The rosy feather-star lives in rather deep water, from which it is sometimes brought up by means of the dredge. It can crawl about on the ground by means of its sucker-like feet, and can swim through the water with some little speed. And very often, to save itself trouble, it will cling by means of its rays to a piece of floating wood, and allow itself to be carried for long distances by the waves.
In Great Britain these may often be found near shore, but the American feather-stars all live in very deep water. They are all that remain of a large class of such animals which abounded in the very ancient seas, whose fossil remains are called stone-lilies.
SEA-CUCUMBERS
These are really relations of the starfishes, although they do not look in the least like them; for they closely resemble the vegetable after which they are named. In front of the slit at one end of the body, however, which serves as a mouth, there is a feathery tuft. This consists of delicate little tentacles, or feelers, by means of which the animal fishes for its food, and which can be drawn back inside the body when it is not hungry. And if it were not for this tuft one really might almost mistake the animal for a grayish-white cucumber.

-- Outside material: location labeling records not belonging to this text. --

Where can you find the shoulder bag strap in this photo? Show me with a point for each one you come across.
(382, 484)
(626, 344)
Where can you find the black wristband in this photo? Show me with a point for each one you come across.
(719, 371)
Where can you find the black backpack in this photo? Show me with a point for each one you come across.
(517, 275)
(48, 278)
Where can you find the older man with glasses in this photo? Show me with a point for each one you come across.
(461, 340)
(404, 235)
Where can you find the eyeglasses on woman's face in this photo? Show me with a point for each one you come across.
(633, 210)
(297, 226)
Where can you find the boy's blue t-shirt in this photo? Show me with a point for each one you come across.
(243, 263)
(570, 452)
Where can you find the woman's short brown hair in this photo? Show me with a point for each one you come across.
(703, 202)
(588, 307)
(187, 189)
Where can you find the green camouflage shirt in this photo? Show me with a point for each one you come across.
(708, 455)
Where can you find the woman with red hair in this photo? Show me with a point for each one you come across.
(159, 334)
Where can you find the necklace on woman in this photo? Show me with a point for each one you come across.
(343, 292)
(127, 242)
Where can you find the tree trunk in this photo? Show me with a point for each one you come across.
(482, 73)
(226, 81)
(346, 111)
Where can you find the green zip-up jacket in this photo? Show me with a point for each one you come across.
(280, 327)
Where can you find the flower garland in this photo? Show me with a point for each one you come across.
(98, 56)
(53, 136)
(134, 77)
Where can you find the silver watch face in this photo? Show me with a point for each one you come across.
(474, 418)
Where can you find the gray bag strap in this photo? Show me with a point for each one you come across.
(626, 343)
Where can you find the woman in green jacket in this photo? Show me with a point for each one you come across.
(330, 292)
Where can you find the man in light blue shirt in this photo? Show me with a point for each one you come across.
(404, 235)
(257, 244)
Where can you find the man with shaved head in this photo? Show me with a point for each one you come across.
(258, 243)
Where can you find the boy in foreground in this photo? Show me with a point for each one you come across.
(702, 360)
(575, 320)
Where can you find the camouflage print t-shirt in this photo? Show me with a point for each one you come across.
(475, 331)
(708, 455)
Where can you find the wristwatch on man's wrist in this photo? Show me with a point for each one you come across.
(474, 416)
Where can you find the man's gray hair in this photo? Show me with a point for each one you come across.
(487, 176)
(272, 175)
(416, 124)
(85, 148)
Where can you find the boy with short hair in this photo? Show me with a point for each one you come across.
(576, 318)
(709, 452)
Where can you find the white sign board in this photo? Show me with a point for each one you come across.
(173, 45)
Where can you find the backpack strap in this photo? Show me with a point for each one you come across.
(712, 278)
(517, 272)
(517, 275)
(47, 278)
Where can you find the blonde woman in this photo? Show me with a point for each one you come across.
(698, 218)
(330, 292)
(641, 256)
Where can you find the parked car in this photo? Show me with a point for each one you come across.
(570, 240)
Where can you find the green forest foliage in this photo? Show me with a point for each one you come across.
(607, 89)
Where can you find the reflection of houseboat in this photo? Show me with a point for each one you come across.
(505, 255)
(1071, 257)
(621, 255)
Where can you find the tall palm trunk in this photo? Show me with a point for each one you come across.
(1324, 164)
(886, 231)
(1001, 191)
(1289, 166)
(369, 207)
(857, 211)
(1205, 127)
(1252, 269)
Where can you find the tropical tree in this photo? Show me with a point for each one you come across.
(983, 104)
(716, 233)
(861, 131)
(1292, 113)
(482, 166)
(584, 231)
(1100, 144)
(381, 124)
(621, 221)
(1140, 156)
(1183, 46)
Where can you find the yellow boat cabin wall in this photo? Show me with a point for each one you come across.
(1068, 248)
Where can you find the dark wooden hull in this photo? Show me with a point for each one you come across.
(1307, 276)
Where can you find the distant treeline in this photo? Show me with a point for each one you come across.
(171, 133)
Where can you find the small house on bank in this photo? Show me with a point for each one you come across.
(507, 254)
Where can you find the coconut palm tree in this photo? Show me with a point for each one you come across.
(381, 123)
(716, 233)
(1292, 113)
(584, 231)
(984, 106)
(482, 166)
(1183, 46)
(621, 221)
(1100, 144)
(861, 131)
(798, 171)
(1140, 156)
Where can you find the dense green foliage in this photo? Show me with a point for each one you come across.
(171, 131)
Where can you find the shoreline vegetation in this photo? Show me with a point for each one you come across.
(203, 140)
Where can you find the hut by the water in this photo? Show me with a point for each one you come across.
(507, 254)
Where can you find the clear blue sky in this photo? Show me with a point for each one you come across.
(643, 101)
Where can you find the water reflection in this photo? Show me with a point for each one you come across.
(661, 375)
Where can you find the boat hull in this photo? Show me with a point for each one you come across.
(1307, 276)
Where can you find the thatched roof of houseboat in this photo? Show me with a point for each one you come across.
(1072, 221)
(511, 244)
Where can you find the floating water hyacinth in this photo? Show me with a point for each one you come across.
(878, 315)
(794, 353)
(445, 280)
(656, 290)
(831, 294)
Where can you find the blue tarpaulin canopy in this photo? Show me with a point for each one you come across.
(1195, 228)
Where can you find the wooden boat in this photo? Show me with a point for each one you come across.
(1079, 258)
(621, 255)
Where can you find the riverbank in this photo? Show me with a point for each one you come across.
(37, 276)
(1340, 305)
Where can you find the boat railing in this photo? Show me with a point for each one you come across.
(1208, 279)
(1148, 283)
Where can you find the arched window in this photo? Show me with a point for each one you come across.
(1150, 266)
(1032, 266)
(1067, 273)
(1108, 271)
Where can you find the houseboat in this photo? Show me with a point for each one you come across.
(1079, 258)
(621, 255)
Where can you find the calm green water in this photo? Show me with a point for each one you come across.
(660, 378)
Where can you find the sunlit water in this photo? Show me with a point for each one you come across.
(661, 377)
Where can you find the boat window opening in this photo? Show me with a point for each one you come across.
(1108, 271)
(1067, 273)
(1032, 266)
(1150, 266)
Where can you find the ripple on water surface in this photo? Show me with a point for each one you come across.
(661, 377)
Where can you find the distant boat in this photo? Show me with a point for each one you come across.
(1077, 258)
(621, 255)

We saw just now that the brittle-star breaks off its own rays at the slightest alarm. But the sea-cucumber, in this way, is even odder still, for if it eats anything which disagrees with it, as it sometimes does, it turns all its digestive organs out of its mouth, cuts them off, and allows them to float away! Then for three or four months it is very little else than a bag of empty skin, with just a slit at one end and a tuft in front of it. But at the end of that time new digestive organs begin to grow in the place of the old ones, and very soon the sea-cucumber is as perfect as ever!
Isn't that a remarkable way of curing indigestion?
Some of the sea-cucumbers grow to a very great size. One indeed, when fully grown, is nearly six feet long. And in China they are largely used as food, under the name of trepang, and are looked upon as a great dainty.